А боль донимает. Что только она ни делала: и ниткой норовила выдернуть, и на святую воду нашептывала, и куриный помет клала, — все без пользы.
— Поезжай, бабка! — твердит деревня.
— Рожать таку даль не езживала, не то что…
Стала все-таки собираться. Напекла картовных колобушек, баню истопила, вымылась, во все чистое оделась, как перед смертью, деньги в носовик завязала. И угомонилась до сумерек — вставать завтра чуть свет.
— Да что ж ты не уехала-то? — спрашиваю утром.
— Проспала, кормилец.
— Во сколько ж ты встала?
— А вторые петухи уж пропели. В два часа ночи, значит.
— Так успела бы. Поезд-то в полседьмого, а до станции ходу — час-полтора.
— Да вот опоздала б…
Села она завтракать да с колобушкой вместе и зуб свой проглотила.
Зуб не работа, не каждый день болит. Каково же Степке-то было привыкать! Вставал он по деревенской нашей ответственности тоже загодя, в четыре. В шестом он уже на вокзале — самый первый пассажир. А зимы тогда были трескучие да вьюжные. Иной раз так заметет, что дороги днем с огнем не разглядишь, не то что ночью. Трактор со снегоочистителем от деревни до станции пускали по Степановым следам. Ввалится в вокзал, стряхнет с себя ледяную коросту да к печке — портянки сушить.

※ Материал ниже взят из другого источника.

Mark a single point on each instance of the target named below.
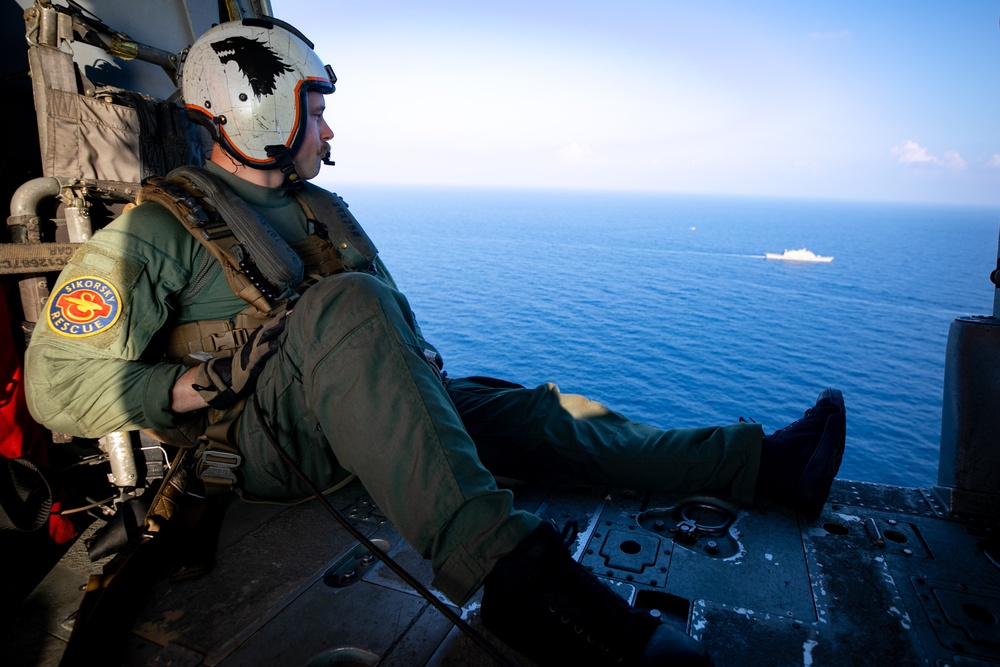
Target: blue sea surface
(663, 307)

Смикитила вокзальная уборщица что к чему, говорит ему как-то:
— Степа! Ты бы сам и затоплял. Чего мне из-за тебя такую рань вставать? Все равно ведь сидишь, раньше поезда не уедешь.
— Ладно, тетка Маша.
— Степка! Дровец-то сам бы носил. Сарайчик ведь рядом.
— Ладно, тетка Маша. Только бересты на растопку припаси.

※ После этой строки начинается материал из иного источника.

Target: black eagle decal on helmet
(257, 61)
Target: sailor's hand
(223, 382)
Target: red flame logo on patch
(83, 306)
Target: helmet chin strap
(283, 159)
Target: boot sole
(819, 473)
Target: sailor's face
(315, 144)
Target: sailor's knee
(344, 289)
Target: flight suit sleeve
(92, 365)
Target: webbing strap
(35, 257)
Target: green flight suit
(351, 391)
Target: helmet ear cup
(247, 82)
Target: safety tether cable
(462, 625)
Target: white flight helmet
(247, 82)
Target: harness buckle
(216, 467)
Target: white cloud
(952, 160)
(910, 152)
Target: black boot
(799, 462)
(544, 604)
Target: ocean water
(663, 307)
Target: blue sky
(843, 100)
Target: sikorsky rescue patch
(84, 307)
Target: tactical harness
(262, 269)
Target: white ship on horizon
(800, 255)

— Да где ж ее взять-то? Тут станция, лесу нету.
Делать нечего, ставит Степан в сумку молоко на обед, рядом цевку бересты сует.
Печку протопил, обсушился — в поезд сел, в восемь котлы чистить.
Отбухал смену, подождал поезда, в поезде — час, от станции до деревни — час, в семь дома. Отмылся от сажи, посумерничал да спать завалился — завтра вставать рано.
Мужики в деревне пошучивают.
— Вера! — теребят жену Степанову. — Успевает хоть Степка шевелить-то тебя?
Вера показывает на выводок.
— Так это ранние, колхозные еще.
— А все одно — наши, не соседовы.
За Степана брались, но с него тоже взятки гладки.
— Коряги вы все, — говорит. — Понятия о культурной жизни в вас нету.
— Как так — нету?
— Роетесь в навозе, как жуки, неба не видите.
И похвалялся:
— Я вот восемь часиков отработал — гудок. Выходные — мои, никто их у меня не возьмет. Жалованье твердое, не раз в год, а два раза в месяц, восьмого и двадцать второго числа. Производ-ство-о! — объяснял Степан и подымал к небу закопченный палец.
Тут мужики призадумывались: производство и есть производство, не то что колхоз. А Степан точку ставит:
— Не понимаете вы своей выгоды. Коряги.